The panel moderator then underscored this by stating that two "recovery" stores had recently gone under in one month in Phoenix, the ninth largest metropolitan area in the country, leaving that metropolis with only two "recovery" stores. She later polled attendees and discovered that approximately one third of the participants were store owners; one third were publishers' representatives; and one third were authors attempting to hawk books. In years past, she stated, attendance at the roundtable had been much higher (this year it was only about 30 people), and a large majority had been store owners.
So what's happening? Why are "recovery" stores going to hell in a hand basket? One participant cited what I considered a surprising reason for the decline in "recovery" stores: the growing reluctance of insurers to continue to pay for 12-step "treatment." This surprised me until he then stated that treatment centers funnel business to 12-step stores by referring clients, reading lists in hand, to them. With the declining number of inpatient "treatment" facilities, coupled with shorter stays, that source of sales is drying up rapidly. No one disagreed with him.
Several other store owners then cited another surprising (to me) reason for the decline in 12-step stores: Hazelden's publishing activities. It seems that Hazelden has been gobbling up its faltering competitors and instituting what several store owners termed 'monopolistic' practices. A number of store owners voiced complaints about Hazelden's discounts, Shipping terms, and ordering system -- all of which, they felt, made it difficult for them to make a buck.
Following about an hour of this weeping, wailing, and moaning, Hazelden's sales director spoke briefly and then fielded complaints for another half hour.
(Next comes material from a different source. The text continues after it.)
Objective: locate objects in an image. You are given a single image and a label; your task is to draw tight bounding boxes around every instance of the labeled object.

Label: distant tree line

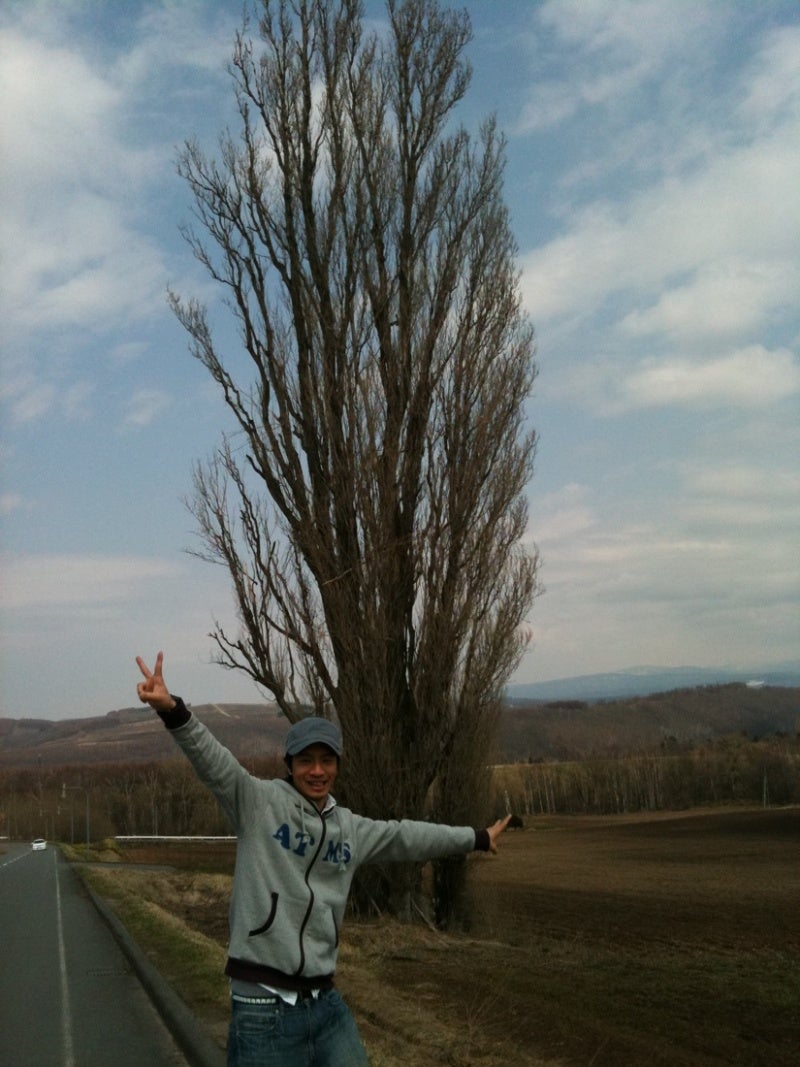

What he said was not of much interest, but the handout he gave to participants contained several bits of intriguing information. It states, "There are "22 million alcoholics in the United States, " that "12-step membership has been flat during the past three years," and that there are currently 2,700,000 12-step individuals." The Hazelden document unfortunately gives no indication of the sources of this information.
The "22 million alcoholics" figure can be discarded out of hand; given the nebulous nature of the term "alcoholic," there's no way to make an accurate count. This can be seen in the widely varying figures, ranging from 10 million to 25 million, thrown around by 12-step "experts," The 12-step membership figures given by Hazelden are another matter. This is their own turf, and so one suspects that their estimates here are more valid than their "alcoholics" figure. If Hazelden is correct about 12-step membership, the low figure cited means that only about one percent of the American public belong to 12-step groups; and the statement that 12-step membership is "flat" means that the number of 12-step members relative to the general population has seen declining for the post three years, given the approximate one-percent annual growth rate in the U.S. population.
Another intriguing bit of data in the Hazelden report is that "utilization rates average 50%" in alcoholism treatment programs, and that "average length of stay is [down to] 5-7 days nationally." These low utilization and "stay rates" are undoubtedly due in large part to the reluctance of insurers to pay for 12-step "treatment," and they go a long way toward explaining why the number of 12-step inpatient treatment centers has been plummeting over the last few years.
This, coupled with the "flattening" of 12-step membership, and the steep decline in the number of "recovery" stores, indicates that the 12-step "treatment" industry is reeling. It's not down yet, but if insurers grow even more reluctant to pay for useless "treatment," it'll soon be prostrate on the canvas. When that day arrives -- and it seems to be coming fast -- it'll be time for something better to take the place of 12-step "treatment." And I think we all know what that "something better" will be.